Berlusconi ha sconfitto Vivendi – Bollorè, che ha chiesto la resa con l’onore delle armi. Non sembra che Berlusconi sia intenzionato a concederla, pur senza negarla espressamente, perché è ben consapevole che il pirata Bollorè vive secondo le leggi della Tortuga.

Nel corso del conflitto è emersa gradualmente la posta in gioco tra i due contendenti: il controllo di una parte consistente dell’informazione europea, in alleanza con il salotto buono della finanza mondiale.

Berlusconi si è dimostrato più abile di Bollorè e ha giocato meglio le sue carte sui vari tavoli della partita, senza esaurire la scorta. Quali siano le carte ancora nelle mani di Berlusconi, si vedrà. Di certo, non si tratta soltanto di Mediaset, essendo in gioco, con il mercato nazionale ed europeo dell’informazione, la politica delle alleanze nazionali ed europee, come dimostra anche la recente nomina di Lasorella alla presidenza dell’Agcom, formalmente scelto da Conte, in realtà frutto di un accordo multicolore.

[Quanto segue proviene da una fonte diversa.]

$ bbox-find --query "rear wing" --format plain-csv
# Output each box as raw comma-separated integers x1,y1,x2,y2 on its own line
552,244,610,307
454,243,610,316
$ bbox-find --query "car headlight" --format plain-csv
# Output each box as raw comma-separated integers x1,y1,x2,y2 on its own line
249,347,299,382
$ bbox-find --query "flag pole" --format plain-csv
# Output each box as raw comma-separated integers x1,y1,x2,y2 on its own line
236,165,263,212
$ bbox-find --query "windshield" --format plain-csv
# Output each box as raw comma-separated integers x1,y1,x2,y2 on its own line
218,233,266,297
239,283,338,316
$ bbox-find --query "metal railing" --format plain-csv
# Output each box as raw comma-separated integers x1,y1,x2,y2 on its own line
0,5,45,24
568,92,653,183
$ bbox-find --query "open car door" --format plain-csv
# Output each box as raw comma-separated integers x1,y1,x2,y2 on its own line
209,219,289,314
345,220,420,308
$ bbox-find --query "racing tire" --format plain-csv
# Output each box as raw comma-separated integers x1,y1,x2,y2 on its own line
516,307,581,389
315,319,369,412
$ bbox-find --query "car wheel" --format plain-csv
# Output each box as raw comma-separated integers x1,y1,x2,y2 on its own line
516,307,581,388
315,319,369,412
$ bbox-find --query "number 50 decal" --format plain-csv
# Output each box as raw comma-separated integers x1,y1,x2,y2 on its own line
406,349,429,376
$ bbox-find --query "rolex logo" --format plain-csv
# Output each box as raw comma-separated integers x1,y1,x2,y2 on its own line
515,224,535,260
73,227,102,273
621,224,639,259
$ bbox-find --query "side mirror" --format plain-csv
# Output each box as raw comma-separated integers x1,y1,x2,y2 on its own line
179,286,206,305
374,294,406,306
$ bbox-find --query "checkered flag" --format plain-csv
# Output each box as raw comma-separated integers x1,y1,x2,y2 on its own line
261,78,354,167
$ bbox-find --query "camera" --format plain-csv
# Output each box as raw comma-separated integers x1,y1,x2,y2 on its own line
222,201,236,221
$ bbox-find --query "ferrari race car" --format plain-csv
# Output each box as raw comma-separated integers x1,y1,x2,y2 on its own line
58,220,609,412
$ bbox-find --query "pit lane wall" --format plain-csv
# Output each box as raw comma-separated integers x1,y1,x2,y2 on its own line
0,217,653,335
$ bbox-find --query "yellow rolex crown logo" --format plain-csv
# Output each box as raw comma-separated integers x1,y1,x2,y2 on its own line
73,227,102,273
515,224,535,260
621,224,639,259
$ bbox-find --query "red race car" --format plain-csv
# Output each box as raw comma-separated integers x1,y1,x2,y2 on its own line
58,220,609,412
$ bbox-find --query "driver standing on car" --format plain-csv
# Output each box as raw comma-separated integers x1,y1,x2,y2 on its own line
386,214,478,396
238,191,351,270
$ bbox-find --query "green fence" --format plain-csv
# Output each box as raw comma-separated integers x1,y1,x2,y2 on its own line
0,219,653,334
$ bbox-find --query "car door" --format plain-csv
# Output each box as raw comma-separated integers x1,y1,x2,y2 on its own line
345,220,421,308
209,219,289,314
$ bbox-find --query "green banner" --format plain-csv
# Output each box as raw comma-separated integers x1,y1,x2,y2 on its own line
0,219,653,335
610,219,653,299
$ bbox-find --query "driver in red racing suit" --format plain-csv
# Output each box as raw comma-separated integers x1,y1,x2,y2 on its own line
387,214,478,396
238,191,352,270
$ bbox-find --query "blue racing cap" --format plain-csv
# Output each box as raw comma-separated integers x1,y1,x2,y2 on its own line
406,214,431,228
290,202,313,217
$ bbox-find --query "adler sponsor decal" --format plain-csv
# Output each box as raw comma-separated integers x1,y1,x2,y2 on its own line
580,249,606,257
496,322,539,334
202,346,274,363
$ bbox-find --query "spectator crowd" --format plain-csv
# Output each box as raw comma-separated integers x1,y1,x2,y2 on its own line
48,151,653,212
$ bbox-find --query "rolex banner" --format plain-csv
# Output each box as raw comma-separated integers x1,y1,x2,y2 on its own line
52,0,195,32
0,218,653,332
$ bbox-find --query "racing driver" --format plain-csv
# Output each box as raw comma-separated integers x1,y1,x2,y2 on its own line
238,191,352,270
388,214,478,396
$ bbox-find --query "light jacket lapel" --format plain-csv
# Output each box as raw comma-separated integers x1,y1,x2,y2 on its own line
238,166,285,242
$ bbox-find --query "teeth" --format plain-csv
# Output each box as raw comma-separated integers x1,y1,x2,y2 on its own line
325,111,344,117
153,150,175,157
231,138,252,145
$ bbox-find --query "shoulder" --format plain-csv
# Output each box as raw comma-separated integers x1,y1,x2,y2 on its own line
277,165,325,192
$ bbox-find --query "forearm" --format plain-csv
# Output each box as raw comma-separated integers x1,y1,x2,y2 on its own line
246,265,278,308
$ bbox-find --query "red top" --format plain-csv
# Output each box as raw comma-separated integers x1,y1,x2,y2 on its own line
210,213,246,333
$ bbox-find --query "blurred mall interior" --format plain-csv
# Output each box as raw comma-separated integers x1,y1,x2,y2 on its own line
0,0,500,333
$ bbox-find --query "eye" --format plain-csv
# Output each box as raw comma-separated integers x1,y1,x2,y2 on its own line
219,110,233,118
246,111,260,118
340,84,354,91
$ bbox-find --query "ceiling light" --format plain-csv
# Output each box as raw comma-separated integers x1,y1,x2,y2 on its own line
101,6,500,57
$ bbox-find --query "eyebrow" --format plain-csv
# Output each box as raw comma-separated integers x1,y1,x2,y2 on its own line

La politica interna ed estera si confonde così con l’informazione, ben più di quanto sia mai avvenuto in passato. Quanto pesi l’informazione sulla politica, si è visto molto bene nei mesi di emergenza sanitaria.

Le iniziative di Berlusconi nei prossimi mesi, assunte sulla base di fattori noti e meno noti, uno dei quali è il fattore tempo, saranno politiche e imprenditoriali, tendenti al conseguimento di uno status nel salotto buono (che lo ha maltrattato per tanti anni).

Berlusconi dovrà bussare con i piedi, per il carico di doni che dovrà portare con le mani, sapendo, però, che i suoi interlocutori non sono persone tenere e che hanno disponibilità finanziarie eccedenti i suoi doni.

Berlusconi proverà ad offrire un work in progress, consapevole, sia lui, che gli interlocutori, che il lavoro potrà durare a lungo e potrà essere completato da altri, allo stato non espressamente impegnati.